Witt-Loers Kindertrauergruppen leiten

Ein Handbuch zu Grundlagen und Praxis

E-Book, Deutsch, 212 Seiten

ISBN: 978-3-647-99839-8
Verlag: Vandenhoeck & Ruprecht
Format: EPUB
Kopierschutz: Kein



Auch Kinder erleben den Tod eines nahestehenden Menschen als tiefen Einschnitt und geraten in eine psychische Krise.

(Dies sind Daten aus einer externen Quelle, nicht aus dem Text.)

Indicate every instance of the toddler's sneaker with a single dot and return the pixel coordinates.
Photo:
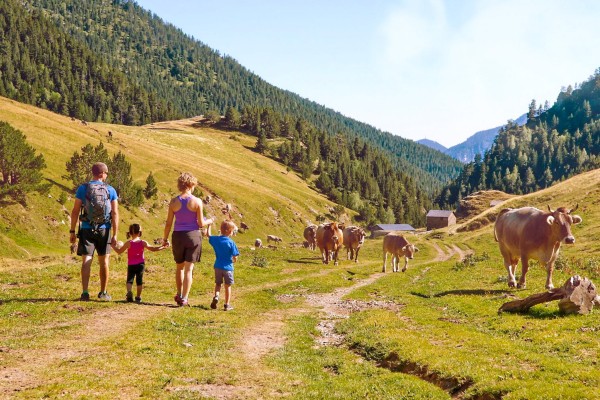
(213, 304)
(104, 296)
(177, 299)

Ihr Trauerweg und -ausdruck unterscheidet sich jedoch von denen der Erwachsenen. Oftmals stellen sie sogar ihre eigene Trauer zurück, um ihre ebenfalls betroffenen Bezugspersonen zu schonen. Sie brauchen deshalb die Wahrnehmung, Zuwendung und auch Informationen durch andere. Hier bieten Kindertrauergruppen neue Perspektiven, um Kindern in Krisen nach Tod und Verlust angemessen zu begegnen. Welche Grundsätze bei dieser Arbeit beachtet werden sollten, welche Rahmenbedingungen erfüllt sein müssen, wenn die Arbeit gelingen soll, und wie eine Stunde in der Kindertrauergruppe gestaltet werden kann, erklärt dieses Handbuch umfassend und mit einem konsequenten Blick auf die Praxis. Es richtet sich primär an qualifizierte Trauerbegleiter/-innen. Eine umfangreiche Materialsammlung steht zum Download zur Verfügung.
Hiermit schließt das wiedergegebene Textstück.